La Catalogna indipendente Rajoy: criminali
La Catalogna ha dichiarato l’indipendenza dalla Spagna. Immediata la reazione di Madrid. Il premier Mariano Rajoy ha sciolto il Parlamento di Barcellona, destituito Carles Puigdemont, definito criminali gli indipendentisti e stabilito la data delle nuove elezioni: il prossimo 21 dicembre.
La leadership catalana ha invece voluto ignorare, in questi mesi di crisi, che non esiste nell’Europa di oggi un nazionalismo «positivo» e che la rivendicazione delle diversità può passare soltanto attraverso la difesa dei principi costituzionali, del rispetto degli assetti pacifici, dell’unità contro la disgregazione. È un errore imperdonabile.
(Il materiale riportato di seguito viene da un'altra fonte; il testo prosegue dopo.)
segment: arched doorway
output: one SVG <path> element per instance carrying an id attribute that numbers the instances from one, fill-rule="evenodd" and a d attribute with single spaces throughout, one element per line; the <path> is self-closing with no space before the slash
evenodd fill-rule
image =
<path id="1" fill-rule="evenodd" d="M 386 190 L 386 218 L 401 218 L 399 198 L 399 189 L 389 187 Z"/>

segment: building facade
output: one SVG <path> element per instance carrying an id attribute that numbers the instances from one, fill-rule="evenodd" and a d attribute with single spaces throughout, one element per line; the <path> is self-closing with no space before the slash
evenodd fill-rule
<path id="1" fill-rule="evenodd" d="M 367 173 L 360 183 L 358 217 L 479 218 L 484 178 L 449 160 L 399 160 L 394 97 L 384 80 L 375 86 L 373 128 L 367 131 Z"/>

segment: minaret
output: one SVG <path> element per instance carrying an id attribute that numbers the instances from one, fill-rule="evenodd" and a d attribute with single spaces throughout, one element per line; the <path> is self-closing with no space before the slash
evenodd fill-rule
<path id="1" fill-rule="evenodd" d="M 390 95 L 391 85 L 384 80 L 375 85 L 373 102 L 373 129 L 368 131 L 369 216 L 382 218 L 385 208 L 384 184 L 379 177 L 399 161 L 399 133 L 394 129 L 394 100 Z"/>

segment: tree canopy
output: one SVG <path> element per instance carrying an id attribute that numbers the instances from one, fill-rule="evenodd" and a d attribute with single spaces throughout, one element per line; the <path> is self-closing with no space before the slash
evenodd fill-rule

Non è un caso che la dichiarazione di indipendenza unilaterale sia stata giudicata «illegale» perfino dal leader di Podemos Pablo Iglesias, nonostante la posizione ambigua che il suo movimento-partito ha avuto durante tutto questo snervante braccio di ferro.
La storia di questi ultimi decenni — una storia che tanto Rajoy quanto Carles Puigdemont hanno deciso di dimenticare — insegna che si può negoziare su tutto e che si deve negoziare anche con quelli che possono essere ritenuti i nemici. Chi non lo ha fatto ha sbagliato. È forse inutile dire che il governo di Madrid, nato debole, anzi debolissimo, dopo il risultato interlocutorio di due appuntamenti elettorali, ha maggiori responsabilità iniziali dei suoi avversari. Le passeggiate del presidente del governo nel giardino della Moncloa con il suo cane Rico avrebbero potuto produrre qualche riflessione in più. E l’inspiegabile repressione nelle strade di una Barcellona pacifica ha confuso, come spesso accade, la bilancia dei torti e della ragioni.
È stato detto che le istituzioni europee hanno assistito alla crisi dal palco bruxellese degli spettatori, preoccupandosi solo di solidarizzare con il governo di Madrid per evitare guai maggiori. Certo, è vero che l’Unione non avrebbe potuto fare molto di più, anche se avesse voluto, senza creare precedenti pericolosi, senza allontanarsi dal proprio mandato. Ma situazioni eccezionali richiedono sforzi di intelligenza eccezionali. Se la rivoluzione del 1989, per esempio, fosse stata affrontata con meno coraggio e fantasia, una svolta epocale come l’unificazione tedesca non si sarebbe concretizzata così rapidamente. Dispiace vedere il presidente del Consiglio europeo Donald Tusk dichiarare ieri sera che «non è cambiato niente». No, è cambiato tutto. Si tratta ora di ricostruire, non più di tenere insieme. A Madrid e Barcellona si deve fare un passo indietro, l’Ue deve farne molti altri in avanti. Anche fuori dai sentieri tracciati.